Yükseköğretim Kurumları Sınavı (YKS) sonuçlandı. Sınava giren 2 milyon 819 bin 362 kişinin kaderini etkileyecek sınavın yerleştirme sonuçları 13 Ağustos günü açıklandı. 2023’te sınava katılanların yüzde 65’i yani 1 milyon 880 bin 697 kişi tercih yapmıştı. Bu yıl bu oran yüzde 60’a düştü ve tercih yapanların sayısı 1 milyon 670 bin 205 oldu. Devlet üniversiteleri yüzde 97 doluluk oranına ulaşırken boş kontenjan sayısı ise 7 bin 452 oldu. Vakıf üniversitelerinde bu rakam 15 bin oldu. Kontenjanların boş kalmasının ise en önemli nedeni ise 2021 yılında kaldırılan baraj puanı sistemi oldu. Hatta baraj kalkınca eksi net ile üniversitelere kayıt yaptırma hakkı kazananlar bile oldu.
Her geçen yıl artıyor
Psikolog ve eğitim uzmanı Salim Ünsal’a göre eksi net ile yerleşebilme sistemin en büyük sorunu:
Sınavda sıfır, hatta ekside başarının nasıl bir geçerliliği olabilir? Bizi bu noktaya getiren şey barajın kaldırılması. Bu yıl tahminen 100-120 arası bölüme eksi netle giriş yapılacağını düşünüyorum. 2022’de 83, 2023’te 106 bölüme eksi netle yerleşildi. Sistemin en büyük arızası bu.

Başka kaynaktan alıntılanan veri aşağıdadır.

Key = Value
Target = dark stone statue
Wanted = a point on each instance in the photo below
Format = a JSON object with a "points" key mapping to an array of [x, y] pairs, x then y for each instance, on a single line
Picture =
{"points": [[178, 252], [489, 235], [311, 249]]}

Salim Ünsal sistemdeki çarpıklığı ehliyet sınavı üzerinden şöyle açıklıyor:
Ehliyet sınavındaki süreçleri bir düşünün, kalkış yaparsınız, trafik ışıklarında durursunuz, park edersiniz ve bunları uygulamadaki performansınız ışığında size ehliyet verilir. Eksi ya da sıfır net alan birinin bir programa yerleşmesine izin vermek, ehliyet sınavına girip kontağı çevirene ehliyet vermekle aynı şey
22 netten eksi nete
Ünsal baraj konusunun acilen tekrar dikkate alınması gerektiğini söylüyor:
Şu an puan hesaplanması için tek şart Türkçe ya da matematikte yarım nete ulaşmak. Peki bu nasıl bir tablo ortaya koyuyor? Şöyle örnek vereyim: TYT’de Türkçe bölümünde 1 doğru 2 yanlışınız var. Sosyal bilimler, matematik ve fen bilimlerindeki toplam 80 sorunun 80’ini de yanlış yapmış olun. 120 soruluk sınavda 1 doğru, 82 yanlış, 37 boşla yaklaşık 110 sınav puanı alıp tercih yapabiliyorsunuz. Eksi ya da sıfır net alan kişinin hiçbir şekilde puanının hesaplanmaması gerekiyor. Eğer hala 180 puan barajı olsaydı lisans programı kazanmak isteyen bir adayın en az 22 net yapması gerekirdi ve bundan az neti olan lisans programlarına yerleşemezdi.
Psikoloji dikkat çekiyor
Salim Ünsal eşit ağırlık alanında eksi netle girilen bölümlerden en çok göze çarpanının psikoloji olduğunu; bu bölümü ekonomi ve finansın izlediğini söyleyerek rakamlarla şöyle açıklıyor:
10 bin 683 genel kontenjana sahip bölüme en yüksek sıralamadan giren öğrenci 414. olmuş. Taban sıralamasında bulunan öğrenci ise 1 milyon 682 bin 544. sırada. Psikolojiyi ortaöğretim başarı puanının (OBP) eklenmesi sayesinde 177 puanla kazanmış. Ekonomi ve finans bölümünde de benzer bir durum söz konusu. Bölümün tavan sıralaması 3 bin 352’yken en son yerleşen öğrenci 1 milyon 683 bin 274. ve 176 puan alarak yerleşebilmiş.179 puan alan 1 milyon 674 bin 881’inci öğrenci iktisat okumaya hak kazanmış. 170 puanla 1 milyon 696 bin 960’ıncı olan da işletmeye yerleşmiş.
“Eğer baraj uygulansaydı nasıl bir tablo ortaya çıkardı?” sorusuna Ünsal şu cevabı veriyor:
Ortaöğretim Başarı Puan’ları şimdilik net olarak bilemediğimiz için kesin konuşmak güç fakat şunu söyleyebilirim. Şayet baraj olsaydı devlet üniversitelerindeki boş kontenjan sayısı 60 bin ila 80 bin arasında bir yerde olurdu.